Tamez believes hats also inspire creativity, and that the content of Joanne was partially born out of another of Tamez’s bespoke hats, the “Lady Dandy,” that Gaga was wearing when she first began working on the new album.
“She put the hat on and got in the bathtub and started writing the record,” said Tamez. “It represents more of who she is inside as opposed to her public persona. The hat is central in a symbolic sense to who this new Lady Gaga is,” she added, because the album title is both Gaga’s real middle name and the name of her late aunt, Joanne Germanotta.
“One of the things we talked about were all pastel colors, which are elegant and feminine, so the hats reflect a little bit of the ‘70s,” added Tamez.
Gaga isn’t alone: from the hippy chicks of Coachella to hipsters everywhere, hats—wide-brimmed and floppy, trim trilbys—have been spotted furnishing many a fashionable head.
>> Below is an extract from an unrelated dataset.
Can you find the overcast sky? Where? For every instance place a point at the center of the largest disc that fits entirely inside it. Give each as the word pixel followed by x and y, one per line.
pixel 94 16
While not as overtly glamorous or outrageous as Alexis Colby proudly wore in Dynasty, the hat’s renaissance will only be bolstered by Gaga’s patronage.
Albertus Swanepoel, a New York-based milliner whose recent work includes designing hats for the Broadway revival of The Front Page, noted that hats have made a comeback in fashion.
“I think it’s part of expressing one’s individuality,” he said. “A hat can give you instant character and a certain look. Plus, craft is the new luxury and people are embracing that as an alternative to mass produced items.”
“I think it’s part of expressing one’s individuality,” he said. “A hat can give you instant character and a certain look. Plus, craft is the new luxury and people are embracing that as an alternative to mass produced items.”
Whether Gaga’s Little Monsters will embrace the artist’s new pared-down persona and style remains to be seen. But we can count on knock-offs of the “Lady Joanne” hat hitting Forever 21 shelves any day now.